A last-second shot by a Livermore High School basketball player was getting a lot of attention Tuesday night.

The buzzer-beating shot by 15-year-old Robert Baswell didn’t win the game, but it has changed some people’s lives, including his. Robert, who has autism can’t stop watching his highlight reel heroics.

Robert dribbled the length of the court for the Livermore Cowboys, using one hand then the other. Then, as the seconds ticked away, he shot the ball — and missed. But Robert had time for one more attempt and made it count at the buzzer.

“Everyone was cheering for me, the whole entire gym,” Robert said. “And until everyone gathered up on me, even the people in the bleachers … I just sat there and teared up, and my reaction was, I can’t believe this.”

Leti Baswell, Robert’s mother, said that’s when the changes began.

“It’s really brought out more conversation with him, he feels more confident,” she said about her son. “There’s more eye contact. I think he just feels more ingrained in society.”

Livermore freshman coach Steve Syth said Robert, who’s also the team manager, absolutely earned his moment in the spotlight.

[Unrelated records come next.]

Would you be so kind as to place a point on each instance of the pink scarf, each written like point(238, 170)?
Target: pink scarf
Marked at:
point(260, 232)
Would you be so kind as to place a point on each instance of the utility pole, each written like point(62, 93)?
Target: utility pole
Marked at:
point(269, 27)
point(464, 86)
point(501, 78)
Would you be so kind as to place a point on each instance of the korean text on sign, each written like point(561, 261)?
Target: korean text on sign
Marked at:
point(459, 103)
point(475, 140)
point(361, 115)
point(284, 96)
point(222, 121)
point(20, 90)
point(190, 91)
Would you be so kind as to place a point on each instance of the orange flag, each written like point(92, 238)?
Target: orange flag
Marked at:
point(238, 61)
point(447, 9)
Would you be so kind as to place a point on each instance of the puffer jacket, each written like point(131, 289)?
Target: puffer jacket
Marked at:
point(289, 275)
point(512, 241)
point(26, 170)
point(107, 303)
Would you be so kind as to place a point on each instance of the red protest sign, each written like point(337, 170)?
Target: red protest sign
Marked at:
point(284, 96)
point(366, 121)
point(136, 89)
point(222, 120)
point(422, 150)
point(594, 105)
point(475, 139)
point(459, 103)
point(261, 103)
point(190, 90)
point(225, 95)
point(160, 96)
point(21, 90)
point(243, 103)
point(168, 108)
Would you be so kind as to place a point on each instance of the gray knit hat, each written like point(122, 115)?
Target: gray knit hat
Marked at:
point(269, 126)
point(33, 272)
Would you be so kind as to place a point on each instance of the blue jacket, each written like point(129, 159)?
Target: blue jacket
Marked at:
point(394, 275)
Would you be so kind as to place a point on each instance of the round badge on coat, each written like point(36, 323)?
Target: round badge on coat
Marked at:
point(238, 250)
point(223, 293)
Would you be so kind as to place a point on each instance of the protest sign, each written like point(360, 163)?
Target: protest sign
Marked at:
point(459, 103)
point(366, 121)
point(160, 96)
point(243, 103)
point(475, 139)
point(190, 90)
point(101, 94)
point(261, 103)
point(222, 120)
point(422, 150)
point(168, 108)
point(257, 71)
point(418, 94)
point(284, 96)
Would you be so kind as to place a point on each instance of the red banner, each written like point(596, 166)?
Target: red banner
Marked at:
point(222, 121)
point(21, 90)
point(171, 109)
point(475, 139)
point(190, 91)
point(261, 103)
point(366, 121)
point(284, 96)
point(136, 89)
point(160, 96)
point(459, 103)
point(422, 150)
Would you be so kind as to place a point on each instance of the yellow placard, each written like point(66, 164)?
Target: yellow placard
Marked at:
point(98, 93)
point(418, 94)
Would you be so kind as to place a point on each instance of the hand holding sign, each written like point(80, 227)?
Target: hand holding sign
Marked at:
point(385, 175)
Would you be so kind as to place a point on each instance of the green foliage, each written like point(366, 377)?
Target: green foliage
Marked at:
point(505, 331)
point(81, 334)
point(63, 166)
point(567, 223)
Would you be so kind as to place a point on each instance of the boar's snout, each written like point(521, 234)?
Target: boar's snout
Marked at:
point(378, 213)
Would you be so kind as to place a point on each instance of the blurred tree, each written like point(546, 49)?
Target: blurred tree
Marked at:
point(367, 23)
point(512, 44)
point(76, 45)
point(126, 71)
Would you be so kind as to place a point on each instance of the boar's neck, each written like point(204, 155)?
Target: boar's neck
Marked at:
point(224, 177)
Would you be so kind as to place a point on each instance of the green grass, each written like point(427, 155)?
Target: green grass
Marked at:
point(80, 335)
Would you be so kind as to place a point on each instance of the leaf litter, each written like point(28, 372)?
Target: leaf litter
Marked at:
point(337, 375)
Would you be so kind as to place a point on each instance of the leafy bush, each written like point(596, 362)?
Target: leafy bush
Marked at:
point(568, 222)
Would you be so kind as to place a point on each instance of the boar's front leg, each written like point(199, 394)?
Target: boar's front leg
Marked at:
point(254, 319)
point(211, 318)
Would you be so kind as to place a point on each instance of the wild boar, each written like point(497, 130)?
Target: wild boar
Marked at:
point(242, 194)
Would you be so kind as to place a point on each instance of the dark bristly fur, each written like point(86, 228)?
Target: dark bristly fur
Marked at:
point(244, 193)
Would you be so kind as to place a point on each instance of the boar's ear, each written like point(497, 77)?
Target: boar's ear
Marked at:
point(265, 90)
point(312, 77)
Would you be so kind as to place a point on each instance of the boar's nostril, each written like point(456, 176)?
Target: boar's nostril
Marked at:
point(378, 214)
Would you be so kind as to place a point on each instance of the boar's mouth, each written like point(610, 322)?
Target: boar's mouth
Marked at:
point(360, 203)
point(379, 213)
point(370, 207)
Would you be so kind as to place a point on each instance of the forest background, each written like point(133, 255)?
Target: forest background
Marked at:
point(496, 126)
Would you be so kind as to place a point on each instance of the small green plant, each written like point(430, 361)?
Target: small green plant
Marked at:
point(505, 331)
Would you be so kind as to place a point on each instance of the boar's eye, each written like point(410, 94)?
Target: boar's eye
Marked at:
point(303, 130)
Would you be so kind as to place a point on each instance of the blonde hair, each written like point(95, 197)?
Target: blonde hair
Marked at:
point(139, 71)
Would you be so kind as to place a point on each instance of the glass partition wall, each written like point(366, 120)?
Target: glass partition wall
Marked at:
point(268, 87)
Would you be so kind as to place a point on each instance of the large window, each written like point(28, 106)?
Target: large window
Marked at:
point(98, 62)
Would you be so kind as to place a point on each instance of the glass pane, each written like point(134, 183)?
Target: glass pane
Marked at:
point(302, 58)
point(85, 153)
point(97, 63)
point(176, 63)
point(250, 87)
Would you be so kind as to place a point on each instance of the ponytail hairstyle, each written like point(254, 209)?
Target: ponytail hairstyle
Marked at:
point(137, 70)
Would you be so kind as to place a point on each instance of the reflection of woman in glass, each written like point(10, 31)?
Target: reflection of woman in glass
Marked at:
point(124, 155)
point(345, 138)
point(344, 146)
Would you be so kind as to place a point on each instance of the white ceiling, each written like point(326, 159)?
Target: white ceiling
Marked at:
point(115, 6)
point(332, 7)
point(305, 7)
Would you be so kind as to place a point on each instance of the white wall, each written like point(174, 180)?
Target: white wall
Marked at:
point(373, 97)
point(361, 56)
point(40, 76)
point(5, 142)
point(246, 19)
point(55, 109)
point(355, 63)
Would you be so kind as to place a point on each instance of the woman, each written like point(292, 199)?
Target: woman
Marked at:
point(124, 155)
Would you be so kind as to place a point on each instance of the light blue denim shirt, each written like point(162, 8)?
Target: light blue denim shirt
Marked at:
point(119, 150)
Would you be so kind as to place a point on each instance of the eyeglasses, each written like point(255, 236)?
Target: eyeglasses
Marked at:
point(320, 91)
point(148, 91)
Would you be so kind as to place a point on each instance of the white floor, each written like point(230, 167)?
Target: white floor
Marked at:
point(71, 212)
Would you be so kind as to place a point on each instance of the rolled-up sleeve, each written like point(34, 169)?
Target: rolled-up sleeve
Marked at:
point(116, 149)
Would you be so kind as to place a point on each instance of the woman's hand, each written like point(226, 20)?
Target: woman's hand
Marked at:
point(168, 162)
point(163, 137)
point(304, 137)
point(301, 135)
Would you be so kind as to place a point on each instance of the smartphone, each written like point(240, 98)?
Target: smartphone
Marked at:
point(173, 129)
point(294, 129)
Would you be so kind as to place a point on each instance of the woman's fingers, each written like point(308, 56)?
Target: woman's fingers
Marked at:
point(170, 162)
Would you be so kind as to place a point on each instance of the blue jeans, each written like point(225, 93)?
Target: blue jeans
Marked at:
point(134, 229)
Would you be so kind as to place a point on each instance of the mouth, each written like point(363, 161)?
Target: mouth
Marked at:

“The way he handled himself out there on the court, I thought that was most impressive thing,” Syth said. “He worked just as hard those guys, if not longer. Like I said, he’s the one who didn’t miss practice, he was the only one that was there. He had one of the better shots on the team.”

As the video circulated on social media, other parents of children with autism found inspiration from Robert.

“When it went viral, there were a lot of parents … with children with special needs, they were tagging other parents with special needs (children), saying, ‘See, this can be done; this brings hope,'” Leti Baswell said.

Robert loves reliving the moment, time and again, even though he may not realize just how much he really did.